On Friday, chatting from his home in Brandon, Man., White said he’s waiting to see what might come along.

“My agent is doing most of the due diligence. I’m waiting by the phone and seeing what’s going on,” he said. “As of now, we’re just patiently waiting to see what the best opportunity is going to be.”

White says a handful of teams have been kicking his tires, and neither he nor agent Craig Oster of Don Meehan’s Newport stable have a date circled on a calendar before a wider net might be cast for work in Europe or Russia’s Kontinental Hockey League.

A few, he says, have been dangling two-way contracts — one paycheque should he play in the NHL, one much smaller should he be farmed to the minors.

“I’m kind of waiting to see if I can get myself a one-way and get an opportunity to play some more minutes in the league,” White said.

“I want to give myself an opportunity to play in the NHL. Even if it means I have to take a two-way somewhere, I’m confident that I can go to another team and show them what I can do. Hopefully, they like what they see.”

He spoke graciously and effusively about the rich experience it was to play in the Canadiens family, the Calgary Hitmen forward tapped as the Habs’ fourth pick (66th overall) in the 2006 NHL entry draft.

White remembers the anxiety of not being called until the third round at that draft in Vancouver, then the ecstasy he felt going to Montreal.

“You see a lot of guys leaving the building and you don’t want to be the last guy in there,” he joked of the players chosen ahead of himself. “It was a fresh start going to Montreal, a new beginning.”

White’s 141 NHL games are in fact 91 more than the other five Canadiens draftees that year, combined. His five career goals and 12 assists are not the best gauge of the lunch pail work ethic he brought to the rink every day and for how ferociously he played for the crest on the front of his jersey.

“I had a great time in Montreal and in Hamilton,” White said, having played 179 games on the Bulldogs farm. “I met a lot of good people and made some great friends.”

His end in Montreal came about an hour before the July 1 noon opening of free agency, a qualifying offer not tabled. Right up until the final hour, White had a strong feeling about the team’s plans but wasn’t certain about them.

“There were some tough phone calls from teammates at the end,” he said. “But we all know it’s a business, that’s the bottom line. The friends I made will be friends for a long time.

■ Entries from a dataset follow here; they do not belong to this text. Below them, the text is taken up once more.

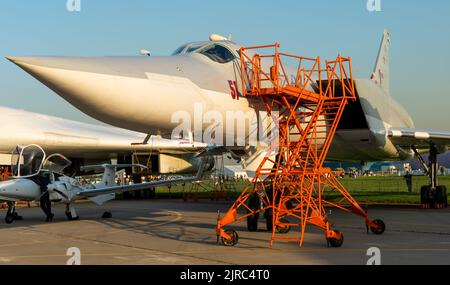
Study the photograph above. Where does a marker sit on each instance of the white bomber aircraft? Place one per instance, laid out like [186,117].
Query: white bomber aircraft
[143,93]
[34,172]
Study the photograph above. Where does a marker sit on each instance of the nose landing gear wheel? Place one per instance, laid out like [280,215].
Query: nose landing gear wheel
[337,240]
[234,238]
[70,218]
[9,219]
[380,228]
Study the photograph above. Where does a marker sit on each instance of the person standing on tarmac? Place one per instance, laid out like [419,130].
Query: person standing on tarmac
[45,203]
[408,179]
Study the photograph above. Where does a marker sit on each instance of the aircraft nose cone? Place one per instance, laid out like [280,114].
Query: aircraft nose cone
[138,93]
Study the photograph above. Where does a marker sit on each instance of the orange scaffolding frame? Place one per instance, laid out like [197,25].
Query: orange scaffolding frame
[294,192]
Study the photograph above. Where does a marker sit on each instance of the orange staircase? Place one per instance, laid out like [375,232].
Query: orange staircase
[294,192]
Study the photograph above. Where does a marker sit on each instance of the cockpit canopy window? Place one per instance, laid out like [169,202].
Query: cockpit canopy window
[218,54]
[179,50]
[188,48]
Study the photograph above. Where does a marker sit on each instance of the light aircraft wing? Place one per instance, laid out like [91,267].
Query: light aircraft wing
[419,138]
[89,193]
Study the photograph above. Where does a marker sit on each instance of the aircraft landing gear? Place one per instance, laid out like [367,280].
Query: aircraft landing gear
[432,195]
[12,215]
[71,214]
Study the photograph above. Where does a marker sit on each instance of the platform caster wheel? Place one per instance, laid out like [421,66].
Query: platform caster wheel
[9,219]
[283,229]
[252,223]
[336,241]
[16,217]
[234,238]
[70,218]
[252,220]
[380,228]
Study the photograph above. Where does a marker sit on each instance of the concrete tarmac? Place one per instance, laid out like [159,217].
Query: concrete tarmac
[175,232]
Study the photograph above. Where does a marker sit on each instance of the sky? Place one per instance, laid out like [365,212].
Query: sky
[420,49]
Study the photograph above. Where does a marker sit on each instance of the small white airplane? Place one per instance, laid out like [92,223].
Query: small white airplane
[87,144]
[34,173]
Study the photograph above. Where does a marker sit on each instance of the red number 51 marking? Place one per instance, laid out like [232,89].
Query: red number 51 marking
[234,90]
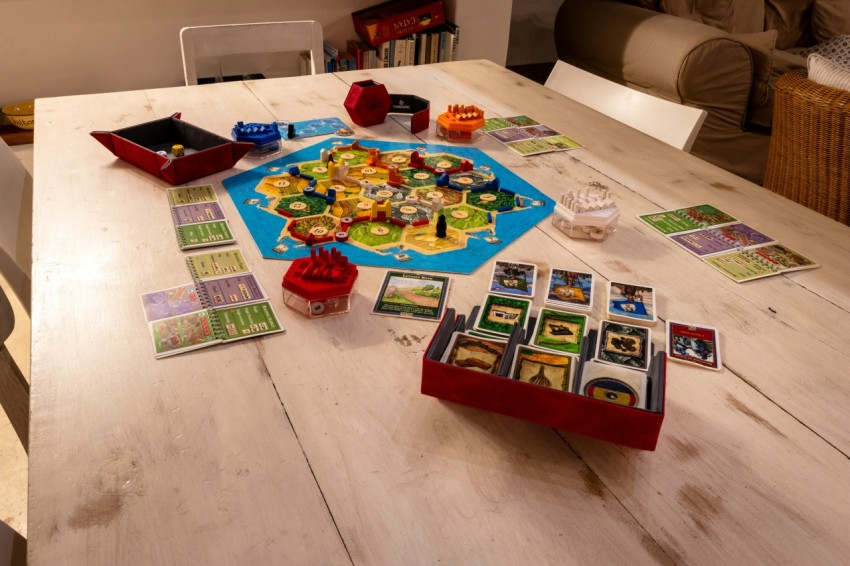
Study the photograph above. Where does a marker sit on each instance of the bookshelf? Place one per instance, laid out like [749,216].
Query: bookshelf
[138,43]
[487,33]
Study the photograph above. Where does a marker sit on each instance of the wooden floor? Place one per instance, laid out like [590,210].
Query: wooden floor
[13,459]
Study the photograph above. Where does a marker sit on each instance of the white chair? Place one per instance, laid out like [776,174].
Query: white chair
[672,123]
[209,42]
[14,389]
[16,224]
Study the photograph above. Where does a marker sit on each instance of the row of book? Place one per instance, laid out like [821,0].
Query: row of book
[436,45]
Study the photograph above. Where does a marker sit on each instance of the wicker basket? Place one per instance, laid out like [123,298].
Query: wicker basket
[809,159]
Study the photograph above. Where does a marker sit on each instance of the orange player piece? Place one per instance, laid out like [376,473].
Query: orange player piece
[460,123]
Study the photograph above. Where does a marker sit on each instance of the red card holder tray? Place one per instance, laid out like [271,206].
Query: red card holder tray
[563,410]
[206,152]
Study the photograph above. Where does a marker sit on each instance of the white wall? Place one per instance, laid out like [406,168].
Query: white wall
[65,47]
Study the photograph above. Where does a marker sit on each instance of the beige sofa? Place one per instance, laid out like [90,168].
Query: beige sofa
[720,55]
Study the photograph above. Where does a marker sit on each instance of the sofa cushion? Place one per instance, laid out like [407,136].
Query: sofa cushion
[761,47]
[828,73]
[792,19]
[732,16]
[836,50]
[830,18]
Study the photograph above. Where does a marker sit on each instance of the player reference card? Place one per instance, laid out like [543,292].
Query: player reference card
[413,295]
[624,345]
[570,289]
[513,278]
[689,343]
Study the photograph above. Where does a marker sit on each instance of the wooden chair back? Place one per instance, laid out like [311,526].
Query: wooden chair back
[13,547]
[207,42]
[672,123]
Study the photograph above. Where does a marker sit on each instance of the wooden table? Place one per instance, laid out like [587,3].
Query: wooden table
[316,447]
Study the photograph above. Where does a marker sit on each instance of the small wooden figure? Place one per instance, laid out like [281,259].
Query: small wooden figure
[441,226]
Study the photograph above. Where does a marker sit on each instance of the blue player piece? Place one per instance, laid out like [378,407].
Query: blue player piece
[258,134]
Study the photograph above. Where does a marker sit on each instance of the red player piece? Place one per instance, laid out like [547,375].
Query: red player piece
[321,284]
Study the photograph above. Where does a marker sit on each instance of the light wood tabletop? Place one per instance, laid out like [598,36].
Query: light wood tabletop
[315,446]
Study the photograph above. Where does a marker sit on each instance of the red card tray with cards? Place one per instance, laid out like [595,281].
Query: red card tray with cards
[149,146]
[573,412]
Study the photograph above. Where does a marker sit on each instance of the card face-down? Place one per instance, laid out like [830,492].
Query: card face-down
[634,304]
[572,290]
[559,330]
[543,367]
[475,352]
[689,343]
[614,384]
[514,279]
[624,345]
[498,314]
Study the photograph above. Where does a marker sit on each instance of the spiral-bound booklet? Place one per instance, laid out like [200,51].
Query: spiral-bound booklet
[199,220]
[226,302]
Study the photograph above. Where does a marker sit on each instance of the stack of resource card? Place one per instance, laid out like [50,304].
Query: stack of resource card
[737,250]
[527,136]
[225,303]
[199,220]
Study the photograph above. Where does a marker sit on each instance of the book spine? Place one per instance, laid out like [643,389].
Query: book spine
[411,50]
[441,51]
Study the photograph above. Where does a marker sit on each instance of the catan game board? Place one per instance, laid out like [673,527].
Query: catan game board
[387,204]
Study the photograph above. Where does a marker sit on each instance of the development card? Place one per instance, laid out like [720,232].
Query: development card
[475,353]
[614,384]
[511,278]
[689,343]
[171,302]
[559,330]
[570,289]
[624,345]
[630,303]
[412,295]
[498,314]
[542,367]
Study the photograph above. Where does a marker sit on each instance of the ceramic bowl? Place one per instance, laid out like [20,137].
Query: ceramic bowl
[21,114]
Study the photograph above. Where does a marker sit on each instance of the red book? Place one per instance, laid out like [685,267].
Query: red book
[396,19]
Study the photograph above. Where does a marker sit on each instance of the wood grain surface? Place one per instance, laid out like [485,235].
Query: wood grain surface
[315,446]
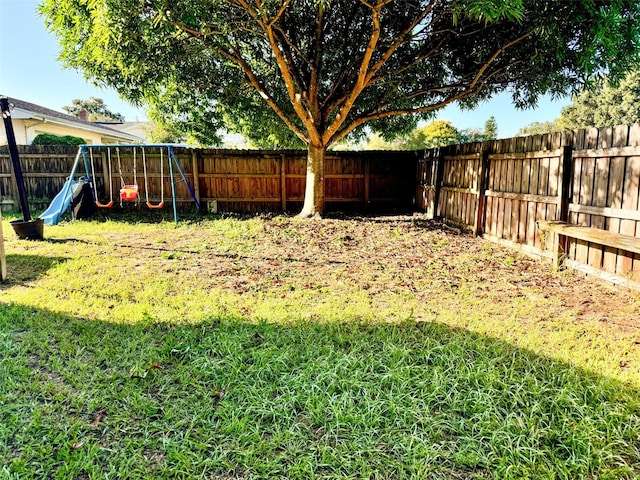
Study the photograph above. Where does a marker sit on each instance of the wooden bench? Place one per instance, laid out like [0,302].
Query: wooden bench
[563,230]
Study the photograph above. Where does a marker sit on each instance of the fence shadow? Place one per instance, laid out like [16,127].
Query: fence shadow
[235,398]
[27,268]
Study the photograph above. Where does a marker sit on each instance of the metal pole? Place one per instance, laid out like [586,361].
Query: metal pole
[15,160]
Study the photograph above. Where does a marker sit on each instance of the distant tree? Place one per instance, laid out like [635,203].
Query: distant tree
[491,128]
[605,105]
[538,128]
[435,134]
[378,142]
[470,135]
[96,109]
[326,70]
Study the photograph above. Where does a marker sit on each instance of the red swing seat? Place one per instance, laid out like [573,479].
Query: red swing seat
[129,193]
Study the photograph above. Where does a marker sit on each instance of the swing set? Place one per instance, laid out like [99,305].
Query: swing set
[130,192]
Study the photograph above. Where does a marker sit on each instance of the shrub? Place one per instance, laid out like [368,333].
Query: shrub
[49,139]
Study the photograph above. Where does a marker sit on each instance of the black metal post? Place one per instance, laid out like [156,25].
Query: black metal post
[15,160]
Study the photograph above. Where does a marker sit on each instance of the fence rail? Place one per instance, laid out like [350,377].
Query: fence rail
[240,181]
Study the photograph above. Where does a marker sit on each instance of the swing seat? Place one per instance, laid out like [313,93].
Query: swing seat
[129,193]
[159,205]
[104,205]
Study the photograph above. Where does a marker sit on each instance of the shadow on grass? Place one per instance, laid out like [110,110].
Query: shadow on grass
[27,268]
[226,398]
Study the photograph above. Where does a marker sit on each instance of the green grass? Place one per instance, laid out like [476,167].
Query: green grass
[273,348]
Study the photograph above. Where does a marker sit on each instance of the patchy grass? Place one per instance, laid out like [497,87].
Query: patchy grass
[267,347]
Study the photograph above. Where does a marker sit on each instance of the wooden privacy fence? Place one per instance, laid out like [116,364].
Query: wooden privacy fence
[232,180]
[506,190]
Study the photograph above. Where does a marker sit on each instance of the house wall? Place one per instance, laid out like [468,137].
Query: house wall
[25,130]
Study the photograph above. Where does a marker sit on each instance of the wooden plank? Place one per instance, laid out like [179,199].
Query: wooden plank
[614,202]
[630,151]
[283,182]
[526,155]
[629,202]
[599,199]
[195,172]
[482,178]
[595,235]
[526,197]
[613,213]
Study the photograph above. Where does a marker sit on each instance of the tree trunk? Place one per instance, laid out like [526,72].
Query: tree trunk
[314,190]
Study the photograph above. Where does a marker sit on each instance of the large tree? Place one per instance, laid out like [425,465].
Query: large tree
[326,68]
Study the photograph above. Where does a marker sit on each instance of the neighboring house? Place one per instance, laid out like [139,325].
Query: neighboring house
[30,120]
[139,129]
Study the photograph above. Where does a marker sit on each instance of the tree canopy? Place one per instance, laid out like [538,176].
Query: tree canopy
[606,104]
[96,109]
[328,69]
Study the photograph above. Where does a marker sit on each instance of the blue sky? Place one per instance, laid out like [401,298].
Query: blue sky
[29,70]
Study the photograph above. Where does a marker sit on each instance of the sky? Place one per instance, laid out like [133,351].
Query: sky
[29,71]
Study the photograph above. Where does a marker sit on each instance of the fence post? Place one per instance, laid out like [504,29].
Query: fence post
[367,178]
[283,182]
[481,202]
[437,184]
[561,242]
[196,175]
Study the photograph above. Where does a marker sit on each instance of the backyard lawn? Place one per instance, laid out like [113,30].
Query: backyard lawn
[270,347]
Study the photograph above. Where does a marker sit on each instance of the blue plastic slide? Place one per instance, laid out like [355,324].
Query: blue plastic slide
[59,204]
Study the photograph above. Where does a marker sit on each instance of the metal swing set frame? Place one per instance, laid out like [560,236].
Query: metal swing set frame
[130,192]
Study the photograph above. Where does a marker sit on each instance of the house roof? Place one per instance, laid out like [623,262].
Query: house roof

“Moving forward, the team and I kind of realized that parting ways would be beneficial — mostly for me. I need an opportunity to play and get some minutes and prove that I can play a little bit more of a role in this league.

“The way the team was going, how well we were playing with the young guys coming up, I just didn’t think I was going to be in the cards in Montreal and obviously they felt the same way, too. I’m taking being let go as an opportunity.”

White’s hunch about not returning to Montreal was strong enough that, a week after season’s end, he threw everything he had in the dressing room into his truck for his long drive home to Brandon.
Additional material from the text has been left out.